What is some evidence of the vmPFC being involved in extinction?

Answer 48

When this area has lesions, extinction is impaired.
Stimulation of this are leads to enhanced inhibition of the conditioned response.
When undergoing extinction training - vmPFC neutrons are activated.
Stronger vmPFC activation = more extinction success (Phelps).

Question 49

What are the main brain characteristics of anxiety disorders?

Answer 49

Amygdala over-activation.

PFC under-activation (during emotional regulation tasks).

Question 50

What happens to amygdala and PFC activity after exposure therapy?

Answer 50

Amygdala over-activation disappears.

Increases activity in PFC - cognitive control of fear response.

Question 51

How do benzodiazepines work for anxiety disorders?

Answer 51

Bind to GABA(little)A receptors which lead to enhanced GABA activity - increased activity at GABA receptor - increased inhibitory tone - sedative effects.
Reduce amygdala activity.
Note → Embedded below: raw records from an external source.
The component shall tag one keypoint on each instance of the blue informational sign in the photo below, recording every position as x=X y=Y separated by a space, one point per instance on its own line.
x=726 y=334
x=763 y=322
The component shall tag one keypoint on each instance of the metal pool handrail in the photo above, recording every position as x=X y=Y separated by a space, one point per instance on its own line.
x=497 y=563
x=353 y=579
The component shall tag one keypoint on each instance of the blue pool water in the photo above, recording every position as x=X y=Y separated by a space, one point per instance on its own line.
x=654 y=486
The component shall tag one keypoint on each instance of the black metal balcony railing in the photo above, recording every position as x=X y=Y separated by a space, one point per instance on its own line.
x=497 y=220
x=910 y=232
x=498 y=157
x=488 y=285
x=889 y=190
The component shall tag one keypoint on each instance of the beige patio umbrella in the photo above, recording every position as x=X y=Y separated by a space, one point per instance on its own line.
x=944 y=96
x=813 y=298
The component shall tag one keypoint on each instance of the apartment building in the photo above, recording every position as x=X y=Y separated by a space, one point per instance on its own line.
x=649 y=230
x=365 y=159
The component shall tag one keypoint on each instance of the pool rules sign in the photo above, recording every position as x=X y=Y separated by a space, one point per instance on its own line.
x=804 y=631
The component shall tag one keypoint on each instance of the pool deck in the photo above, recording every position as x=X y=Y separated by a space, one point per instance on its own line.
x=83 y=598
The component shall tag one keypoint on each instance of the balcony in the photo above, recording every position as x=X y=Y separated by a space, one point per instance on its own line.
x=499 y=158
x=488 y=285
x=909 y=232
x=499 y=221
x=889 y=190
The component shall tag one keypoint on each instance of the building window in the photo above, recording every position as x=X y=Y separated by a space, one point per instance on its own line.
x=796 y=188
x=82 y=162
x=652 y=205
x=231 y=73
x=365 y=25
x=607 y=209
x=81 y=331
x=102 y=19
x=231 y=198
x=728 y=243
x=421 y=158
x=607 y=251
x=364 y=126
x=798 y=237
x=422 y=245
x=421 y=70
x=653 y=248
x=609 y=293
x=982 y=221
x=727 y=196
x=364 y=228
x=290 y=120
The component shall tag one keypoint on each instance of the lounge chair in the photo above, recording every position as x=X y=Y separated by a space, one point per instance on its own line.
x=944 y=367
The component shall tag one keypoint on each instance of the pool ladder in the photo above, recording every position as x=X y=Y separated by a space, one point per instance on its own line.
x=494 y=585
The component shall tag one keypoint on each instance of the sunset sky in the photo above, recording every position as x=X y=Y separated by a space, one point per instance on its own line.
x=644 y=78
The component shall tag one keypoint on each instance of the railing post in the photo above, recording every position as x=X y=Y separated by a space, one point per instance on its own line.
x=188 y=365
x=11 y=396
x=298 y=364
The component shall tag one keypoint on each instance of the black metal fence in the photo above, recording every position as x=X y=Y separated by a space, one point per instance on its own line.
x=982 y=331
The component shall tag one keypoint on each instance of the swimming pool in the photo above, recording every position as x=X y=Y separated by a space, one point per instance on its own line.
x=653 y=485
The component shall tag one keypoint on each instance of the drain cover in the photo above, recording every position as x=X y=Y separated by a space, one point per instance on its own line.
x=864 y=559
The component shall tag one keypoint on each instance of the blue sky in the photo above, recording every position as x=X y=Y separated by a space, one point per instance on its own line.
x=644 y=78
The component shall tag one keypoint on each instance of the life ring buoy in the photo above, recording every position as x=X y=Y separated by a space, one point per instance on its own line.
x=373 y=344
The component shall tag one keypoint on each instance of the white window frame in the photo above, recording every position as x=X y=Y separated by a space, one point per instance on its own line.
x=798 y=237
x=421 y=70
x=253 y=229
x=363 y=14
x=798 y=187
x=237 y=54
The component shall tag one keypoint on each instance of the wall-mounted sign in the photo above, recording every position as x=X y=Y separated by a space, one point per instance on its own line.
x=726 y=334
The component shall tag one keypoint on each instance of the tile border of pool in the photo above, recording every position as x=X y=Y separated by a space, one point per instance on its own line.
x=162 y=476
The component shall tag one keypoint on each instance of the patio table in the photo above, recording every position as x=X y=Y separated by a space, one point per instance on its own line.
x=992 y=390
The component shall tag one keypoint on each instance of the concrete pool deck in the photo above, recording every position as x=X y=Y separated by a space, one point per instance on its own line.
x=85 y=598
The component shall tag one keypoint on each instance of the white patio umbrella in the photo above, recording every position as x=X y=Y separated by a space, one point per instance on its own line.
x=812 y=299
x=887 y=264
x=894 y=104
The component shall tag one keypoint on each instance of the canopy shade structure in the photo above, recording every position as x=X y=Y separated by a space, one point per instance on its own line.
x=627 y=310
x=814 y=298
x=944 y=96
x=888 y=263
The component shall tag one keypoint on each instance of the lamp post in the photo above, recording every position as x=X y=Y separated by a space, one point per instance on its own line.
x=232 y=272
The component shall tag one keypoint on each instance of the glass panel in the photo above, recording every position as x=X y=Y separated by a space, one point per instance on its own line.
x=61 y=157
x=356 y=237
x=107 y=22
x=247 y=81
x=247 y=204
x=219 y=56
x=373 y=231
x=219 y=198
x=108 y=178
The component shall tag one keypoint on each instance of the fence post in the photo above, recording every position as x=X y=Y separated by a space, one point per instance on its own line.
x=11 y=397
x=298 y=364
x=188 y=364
Dose-dependent.
Doesn’t effect PFC.

Question 52

What is GABA?

Answer 52

An inhibitory neurotransmitter.

Decreases chances of neuron firing action potential.

Question 53

How do SSRIs work for anxiety disorders?

Answer 53

Increase serotonin (serotonin system has diffuse modulatory effect on distributed brain activity).
Decrease amygdala activation in both normal and anxious people.
Normalises hippo output under stress conditions.

Question 54

Why do most treatments no longer use benzodiazepines?

Answer 54

Dependence concerns.

Question 55

How does exposure to early life stressors and sensitivity to stress affect the hypothalamic pituitary adrenal system?

Answer 55

Long-term effect.

Impairs coping mechanisms and induces low tolerance to stress - raises risk of anxiety/mood disorders.